The employer argued that since the employee had been off work for four months prior to her dismissal, her absence after the dismissal had not been caused by that dismissal. The judge, Peter Clark, distinguished an actual dismissal where loss of earnings might not be awarded from a constructive dismissal. Constructive dismissal covered a whole series of events, not just the last straw (in this case failure to deal with her grievance properly) some of which were the instances of bullying and overwork which gave rise to the sickness absence in the first place. In those circumstances, the course of conduct by the employer amounted to a breach of the implied term, formed part of the constructive dismissal and thus the employee's ill health caused by that breach was to be treated as a consequence of the dismissal leading to loss of earnings.
15. Share Options
McCarthy v McCarthy & Stone PLC 2007 EWCA Civ 664
The Court of Appeal has upheld the earlier judgment of the High Court in this case that the Company's discretion to allow or deny exercise of options to its employee after leaving employment had to be exercised on the strict terms of the relevant option plan rule. The Company did not have any discretion to modify the proportion of an option that could be exercised under the rule once its exercise has been permitted. The Company also had a right of restitution of amounts of PAYE and NICs paid on the former employee's gains on the exercise of the options. The option terms lacked an express contractual obligation for the employee to reimburse these items.
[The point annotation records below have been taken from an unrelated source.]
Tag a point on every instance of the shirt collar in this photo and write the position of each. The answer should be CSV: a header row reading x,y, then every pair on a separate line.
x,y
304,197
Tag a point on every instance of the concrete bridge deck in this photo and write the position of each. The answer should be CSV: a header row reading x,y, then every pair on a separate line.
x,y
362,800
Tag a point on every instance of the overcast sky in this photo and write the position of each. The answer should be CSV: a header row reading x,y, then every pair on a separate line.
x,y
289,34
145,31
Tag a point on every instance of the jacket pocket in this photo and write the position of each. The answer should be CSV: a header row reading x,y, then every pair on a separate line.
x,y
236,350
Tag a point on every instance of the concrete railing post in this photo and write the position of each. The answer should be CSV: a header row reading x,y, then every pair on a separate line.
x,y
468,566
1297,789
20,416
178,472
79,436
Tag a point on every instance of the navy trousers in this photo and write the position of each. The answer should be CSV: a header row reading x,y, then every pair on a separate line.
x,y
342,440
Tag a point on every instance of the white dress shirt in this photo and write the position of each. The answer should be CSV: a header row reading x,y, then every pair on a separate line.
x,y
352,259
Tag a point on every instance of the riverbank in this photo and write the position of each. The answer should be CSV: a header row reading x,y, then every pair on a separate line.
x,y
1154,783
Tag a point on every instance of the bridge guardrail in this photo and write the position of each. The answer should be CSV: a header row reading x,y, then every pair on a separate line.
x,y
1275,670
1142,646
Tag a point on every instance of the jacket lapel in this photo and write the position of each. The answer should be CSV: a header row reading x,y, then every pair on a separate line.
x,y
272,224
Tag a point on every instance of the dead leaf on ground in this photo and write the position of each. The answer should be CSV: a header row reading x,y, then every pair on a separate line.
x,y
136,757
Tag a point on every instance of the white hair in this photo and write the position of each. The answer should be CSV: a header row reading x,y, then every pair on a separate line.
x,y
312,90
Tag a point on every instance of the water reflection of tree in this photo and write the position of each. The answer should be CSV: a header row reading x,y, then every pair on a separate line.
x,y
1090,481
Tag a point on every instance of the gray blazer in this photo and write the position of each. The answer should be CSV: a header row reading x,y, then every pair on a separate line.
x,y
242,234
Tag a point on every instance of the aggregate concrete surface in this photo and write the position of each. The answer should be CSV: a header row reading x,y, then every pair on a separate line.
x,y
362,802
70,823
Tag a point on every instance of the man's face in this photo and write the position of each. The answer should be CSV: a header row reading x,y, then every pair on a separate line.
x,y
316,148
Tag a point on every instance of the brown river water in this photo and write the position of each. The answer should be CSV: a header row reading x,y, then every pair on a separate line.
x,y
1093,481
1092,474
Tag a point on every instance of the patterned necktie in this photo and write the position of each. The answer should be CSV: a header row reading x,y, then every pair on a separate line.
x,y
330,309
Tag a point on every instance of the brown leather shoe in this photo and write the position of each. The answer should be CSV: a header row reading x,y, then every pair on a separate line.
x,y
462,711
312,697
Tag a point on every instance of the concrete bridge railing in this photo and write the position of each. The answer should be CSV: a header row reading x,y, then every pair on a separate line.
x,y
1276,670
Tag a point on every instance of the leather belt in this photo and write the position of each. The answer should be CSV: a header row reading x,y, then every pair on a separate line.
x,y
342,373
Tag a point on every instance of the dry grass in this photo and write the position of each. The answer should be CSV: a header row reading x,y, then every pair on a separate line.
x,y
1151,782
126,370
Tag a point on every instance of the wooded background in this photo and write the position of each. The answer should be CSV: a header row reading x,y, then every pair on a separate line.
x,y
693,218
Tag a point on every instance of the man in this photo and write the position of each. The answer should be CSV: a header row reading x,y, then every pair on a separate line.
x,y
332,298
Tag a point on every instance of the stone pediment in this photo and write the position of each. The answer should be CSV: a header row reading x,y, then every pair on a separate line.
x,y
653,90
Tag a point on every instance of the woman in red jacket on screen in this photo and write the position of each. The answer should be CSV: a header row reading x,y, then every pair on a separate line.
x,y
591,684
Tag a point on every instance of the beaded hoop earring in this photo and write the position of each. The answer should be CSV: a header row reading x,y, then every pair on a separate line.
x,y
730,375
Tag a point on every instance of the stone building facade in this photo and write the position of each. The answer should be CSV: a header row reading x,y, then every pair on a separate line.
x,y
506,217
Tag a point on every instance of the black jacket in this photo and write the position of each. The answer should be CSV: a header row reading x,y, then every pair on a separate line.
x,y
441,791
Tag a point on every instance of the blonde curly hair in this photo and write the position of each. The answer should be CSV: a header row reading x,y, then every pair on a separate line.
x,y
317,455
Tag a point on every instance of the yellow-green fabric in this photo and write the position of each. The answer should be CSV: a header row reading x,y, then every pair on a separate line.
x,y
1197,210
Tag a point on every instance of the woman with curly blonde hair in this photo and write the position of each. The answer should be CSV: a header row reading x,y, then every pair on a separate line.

Whilst in the future, an employee would find it difficult to resist repaying amounts of PAYE and NICs, it is always important to ensure that any plan rules or stand alone share incentive awards, include a provision for recovery of tax and NIC liability.
16. Damages for Employees' lack of notice
Davis v Pyrz UK EAT/0304/06
This case concerned a Polish nanny who worked for Ms Davis but the relationship did not work out and Ms Pyrz left without giving notice. The case went all the way to the Employment Appeal Tribunal after Ms Davis pursued her rights for notice and unpaid bills. These types of personal issues frequently arise in employment situations within the home. Parties should be prepared to cater for such circumstances which are not anticipated at the outset. The EAT highlighted the extent that those issues between the parties were capable of falling within a tribunal's jurisdiction, in particular, the damages for breach of duty of fidelity. Ms Davis could not therefore recover the cost of a computer repair or the claim for a stolen CD and skirt but could recover for an unpaid telephone bill and airline ticket. Ms Davis was entitled to the difference between the amount she would have paid Ms Pyrz if the National Minimum Wage Act had been complied with and the amount that had to be paid to the stand in nanny. A difference of some £13.85 as damages
17. TUPE 2006 - Service Provision Changes
Hunt v Storm Communications Limited and Others ET/2702546/06
This is the first instance of an Employment Tribunal case which considered the provisions relating to service provision changes in TUPE 2006 in which it was found that they applied when a client changed PR agencies. The case may be appealed but does give some useful pointers on the approach tribunals are taking to these provisions.
The case concerned a Ms Hunt, who was an account manager for Storm, who was left in the lurch when the PR contract was awarded to a new provider. She claimed that she was transferred under TUPE. The tribunal held that whilst the provision of PR services was not a stable economic entity, there was a service provision change under Regulation 3(1)(b)(ii) of TUPE.